FSF 2008 Fundraiser
// December 6th, 2008 // Free Software
Previously I blogged about the FSF 2007 Fundraiser and some of the cool things you get when you register as a member. The first time they did this, they recruited 300 new members, the second time 500 and now, the target is 800 new members.
Why join the FSF?
The Free Software Foundation’s primary source of income is donations. The Free Software Foundation has played a big part over the years to improve our accessibility to software and protect the rights of developers and users alike. Their high-priority projects have included:
- The creation of a completely free operating system, which has been achieved through both the GNU/Linux and BSD operating systems
- A free flash implementation, which is making good headway via the GNU Gnash project
- A free Java implementation, and Sun has committed to releasing Sun Java under a free license as well
- Maintaining the GNU licenses, including the GPL, LGPL and the relatively new AGPL.
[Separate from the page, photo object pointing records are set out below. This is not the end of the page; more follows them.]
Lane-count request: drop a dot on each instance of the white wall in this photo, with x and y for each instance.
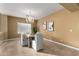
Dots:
(3, 25)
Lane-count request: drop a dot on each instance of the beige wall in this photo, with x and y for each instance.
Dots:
(3, 25)
(12, 26)
(66, 27)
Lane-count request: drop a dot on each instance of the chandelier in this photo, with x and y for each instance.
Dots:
(29, 18)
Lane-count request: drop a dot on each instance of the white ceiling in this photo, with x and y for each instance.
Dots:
(38, 10)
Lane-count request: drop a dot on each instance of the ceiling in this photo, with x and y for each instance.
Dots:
(38, 10)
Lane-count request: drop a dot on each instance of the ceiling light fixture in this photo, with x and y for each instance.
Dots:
(29, 17)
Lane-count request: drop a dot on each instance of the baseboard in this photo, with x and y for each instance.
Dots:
(63, 44)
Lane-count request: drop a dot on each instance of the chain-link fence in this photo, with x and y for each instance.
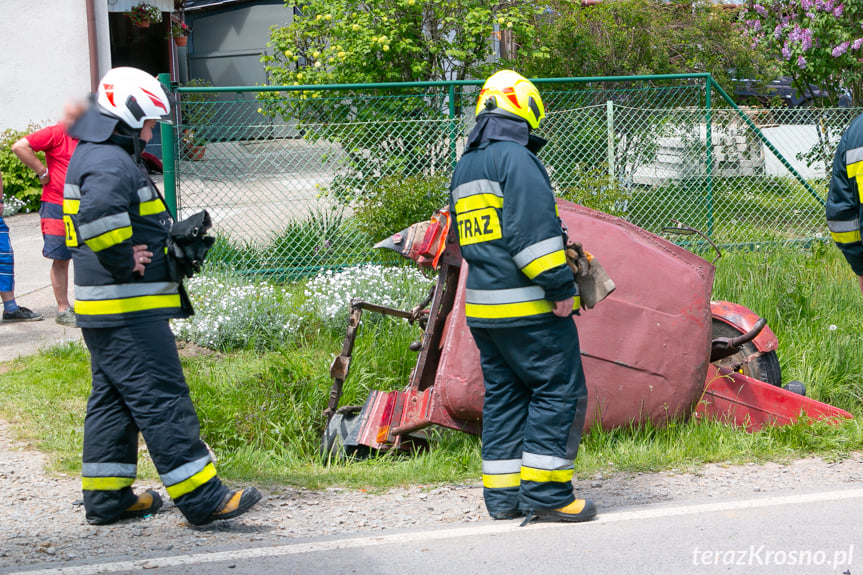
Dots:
(300, 178)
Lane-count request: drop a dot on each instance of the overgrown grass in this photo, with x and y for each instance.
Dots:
(323, 240)
(740, 209)
(261, 411)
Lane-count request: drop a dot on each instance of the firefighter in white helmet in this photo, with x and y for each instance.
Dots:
(519, 301)
(117, 227)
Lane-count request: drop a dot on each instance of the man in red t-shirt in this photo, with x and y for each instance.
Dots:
(58, 148)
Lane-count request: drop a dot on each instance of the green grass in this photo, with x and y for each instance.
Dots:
(741, 209)
(323, 240)
(262, 411)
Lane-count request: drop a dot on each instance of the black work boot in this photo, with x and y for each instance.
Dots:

- Campaigns such as Defective by Design (which is very important to me personally) and the Play Ogg campaign.
- Project hosting via the GNU Savannah site
Donations start from US$10 a month, and US$5 if you’re a student. It doesn’t sound like too much, but when enough members commit it goes a long way to help improving the FSF and what they can provide to us as free software users.
If you do sign up, please use my referer URL by clicking on the image above or on this link, they have a referrer program where they track how many members existing members have recruited. I had 5 which I thought was very little, but it gives me a #3 position currently on the referrers list. Richard Johnson, who is also an Ubuntero is also doing quite well on the list.
Some people often ask whether the Free Software Foundation is still relevant in a world where Free Software is already so abundant. Many people have (or have tried to) circumvented the practical benefits of free software by using Tivoization-like methods or by using Software Patents. I believe that the free software foundation is as relevant as ever and I will support them in what ever way I can.